A Department of Motor Vehicles clerk and five others are facing identity theft charges stemming from an alleged scheme to sell legitimate Puerto Rican birth certificates and Social Security numbers to create phony new documents.
Investigators, who worked for three years undercover, allege that many of the scheme’s “customers” were felons who had been deported, Thom Mrozek of the U.S. Attorney’s Office said. Authorities are pursuing the so-called customers, he said.
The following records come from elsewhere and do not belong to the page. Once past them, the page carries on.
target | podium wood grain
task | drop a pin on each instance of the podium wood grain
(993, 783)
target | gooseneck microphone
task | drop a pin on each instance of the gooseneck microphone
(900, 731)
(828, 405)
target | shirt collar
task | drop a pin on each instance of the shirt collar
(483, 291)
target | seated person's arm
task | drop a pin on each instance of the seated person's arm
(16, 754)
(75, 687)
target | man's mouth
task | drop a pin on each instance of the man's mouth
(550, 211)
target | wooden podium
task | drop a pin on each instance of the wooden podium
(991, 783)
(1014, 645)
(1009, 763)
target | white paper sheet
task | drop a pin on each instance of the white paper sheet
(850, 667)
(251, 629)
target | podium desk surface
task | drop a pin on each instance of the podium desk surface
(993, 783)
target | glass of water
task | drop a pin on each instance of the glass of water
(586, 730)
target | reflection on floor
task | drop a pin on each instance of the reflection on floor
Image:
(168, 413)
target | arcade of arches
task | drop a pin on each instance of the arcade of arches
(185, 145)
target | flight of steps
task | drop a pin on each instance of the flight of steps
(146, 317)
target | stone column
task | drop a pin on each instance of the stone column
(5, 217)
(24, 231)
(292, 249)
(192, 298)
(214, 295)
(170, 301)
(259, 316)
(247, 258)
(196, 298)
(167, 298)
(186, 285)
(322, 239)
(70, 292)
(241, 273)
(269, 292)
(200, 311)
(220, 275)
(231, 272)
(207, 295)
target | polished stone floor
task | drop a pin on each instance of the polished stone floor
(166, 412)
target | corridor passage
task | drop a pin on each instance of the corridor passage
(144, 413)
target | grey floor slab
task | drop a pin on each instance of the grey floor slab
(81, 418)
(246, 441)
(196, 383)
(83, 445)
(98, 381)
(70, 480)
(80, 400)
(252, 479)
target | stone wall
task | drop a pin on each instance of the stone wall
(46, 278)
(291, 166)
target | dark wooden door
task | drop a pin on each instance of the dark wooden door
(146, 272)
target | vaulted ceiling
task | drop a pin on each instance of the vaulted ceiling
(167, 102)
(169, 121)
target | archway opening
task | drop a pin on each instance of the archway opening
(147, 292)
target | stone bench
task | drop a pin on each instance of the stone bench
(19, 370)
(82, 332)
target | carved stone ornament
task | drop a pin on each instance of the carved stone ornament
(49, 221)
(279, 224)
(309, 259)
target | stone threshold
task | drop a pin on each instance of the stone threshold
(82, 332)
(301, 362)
Tracey Lynette Jones, 33, of Long Beach, who works in the El Monte office of the DMV, surrendered to federal authorities on Monday and entered a not guilty plea at her arraignment, according to Mrozek. Jones was released on $25,000 bond and given a Nov. 24 trial date.
She is accused of doctoring DMV records to make it appear that applicants had passed required exams for a driver’s license when they actually had failed them.
Jones and the five other co-defendants were named Sept. 30 in a four- count indictment charging them with conspiring to produce identification documents. Jones and some of the other defendants also face various other identity theft charges.
The other defendants, who were arrested last month, are Wilfredo Montero, 36, of Los Angeles; Adolfo Maria Cruz, 47, of Corona; Roberto Ruiz, 35, of Tustin; and Jose Cruz, 49, of Corona. Cruz is the only one who remains in custody.
Jorge “Diablo” Perez, aka Pedro Josue Figueroa-Marquez, is a fugitive. The 33-year-old is originally from Mexico, Mrozek said.
Montero is accused of leading the conspiracy that sold new identities for up to $5,000, Mrozek said. Those identities were created by using genuine birth certificates and Social Security numbers of Puerto Rico residents, he said. Investigators were trying to determine the source of the documents from Puerto Rico, Mrozek said.